Print Friendly and PDF

Joker Oyuna Girince...




ABD başkanı, her gece gördüğü rüyanın bir benzerini görmüş, terden sırılsıklam olmuş bir halde, çığlıklar atarak uyanmıştır. Rüyasında bütün aile, paskalya yortusunu kutlamak üzere bir sofranın başında toplanmıştır. Herkes neşe içinde sohbet etmekte, gülmekte, eğlenmektedir. Ancak çocukluk çağındaki ABD Başkanı’nın içi içini kemirmektedir. Çocuk Başkan, bu neşeli ortamın, birazdan sofraya getirilecek yemek tepsisinin kapağı açılır açılmaz bozulacağını bilmektedir. Herkes neşe içinde şaraplarını yudumlarken, akşam yemeği nihayet, konuklara servis edilmek üzere masaya getirilir. Çocuk Başkan çığlıklar atmak ister, sesi çıkmaz. Beyaz eldivenli garson, tepsiyi masaya koyar ve kapağını kaldırır; tepside servis edilen, Başkan’ın biraz önce öldürdüğü öz kardeşinin cesedidir.

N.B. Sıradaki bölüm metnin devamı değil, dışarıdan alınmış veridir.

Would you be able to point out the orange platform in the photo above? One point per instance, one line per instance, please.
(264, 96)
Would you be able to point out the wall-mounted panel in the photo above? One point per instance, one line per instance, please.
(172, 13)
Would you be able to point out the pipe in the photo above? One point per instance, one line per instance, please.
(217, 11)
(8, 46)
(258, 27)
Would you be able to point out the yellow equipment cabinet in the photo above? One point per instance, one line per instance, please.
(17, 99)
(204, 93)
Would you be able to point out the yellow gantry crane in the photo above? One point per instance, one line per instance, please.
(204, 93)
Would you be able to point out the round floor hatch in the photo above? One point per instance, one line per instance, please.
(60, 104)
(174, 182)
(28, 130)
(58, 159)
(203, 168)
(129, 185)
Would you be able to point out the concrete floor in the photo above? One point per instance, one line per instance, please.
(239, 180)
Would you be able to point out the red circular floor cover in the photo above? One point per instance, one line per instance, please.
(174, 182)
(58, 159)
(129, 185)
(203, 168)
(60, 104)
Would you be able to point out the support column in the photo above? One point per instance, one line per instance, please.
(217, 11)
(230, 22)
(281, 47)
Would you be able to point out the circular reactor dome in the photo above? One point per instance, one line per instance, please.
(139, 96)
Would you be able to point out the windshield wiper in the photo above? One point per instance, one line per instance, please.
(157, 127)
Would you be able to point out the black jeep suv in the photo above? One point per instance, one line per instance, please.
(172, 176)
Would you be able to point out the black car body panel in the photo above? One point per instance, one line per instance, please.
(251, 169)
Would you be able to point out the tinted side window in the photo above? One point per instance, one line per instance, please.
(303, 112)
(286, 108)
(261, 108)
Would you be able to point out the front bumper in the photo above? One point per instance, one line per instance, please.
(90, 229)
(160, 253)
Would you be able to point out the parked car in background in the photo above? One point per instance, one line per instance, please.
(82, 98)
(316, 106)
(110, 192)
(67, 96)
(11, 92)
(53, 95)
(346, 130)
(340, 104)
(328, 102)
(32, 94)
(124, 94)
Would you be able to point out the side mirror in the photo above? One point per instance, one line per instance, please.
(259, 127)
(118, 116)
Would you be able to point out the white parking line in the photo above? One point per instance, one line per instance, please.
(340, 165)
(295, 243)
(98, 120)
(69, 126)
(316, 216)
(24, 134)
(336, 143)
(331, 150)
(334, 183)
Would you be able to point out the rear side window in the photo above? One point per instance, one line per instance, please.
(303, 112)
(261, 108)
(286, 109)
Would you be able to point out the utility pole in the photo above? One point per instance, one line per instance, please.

1974 yılında yayımlanan Wildcard isimli roman, bu sahne ile başlar. Romanda bilinmeyen bir  tarihte ABD’de geçen olaylar anlatılır. ABD büyük bir kaosun içinde sürüklenmektedir. Ülkenin her yanında isyanlar patlak vermiş, terörist gruplar birbirleriyle ve devletle çatışmaya başlamıştır. ABD Başkanı’nın bile canı tehlike altındadır. Kaos, Amerika’yı parçalanmaya ve dağılmaya sürüklemektedir. Bütün önlemler alınmış, ancak kaos sona erdirilememiştir. Bu kaosun ortasında ABD Başkanı’nın danışmanları, Başkan’a son bir hamle yapması için bir plan sunarlar. Bu plana wildcard (joker) adı verilir.  İsim, askeri terminolojiden alınmıştır; kaybedileceği kesin olan savaşta, son ve en dramatik hamleye bu isim verilmektedir. Başkan, günlerce kendi vicdanı ile hesaplaştıktan sonra, başka çare kalmadığına hükmeder ve planı devreye sokar.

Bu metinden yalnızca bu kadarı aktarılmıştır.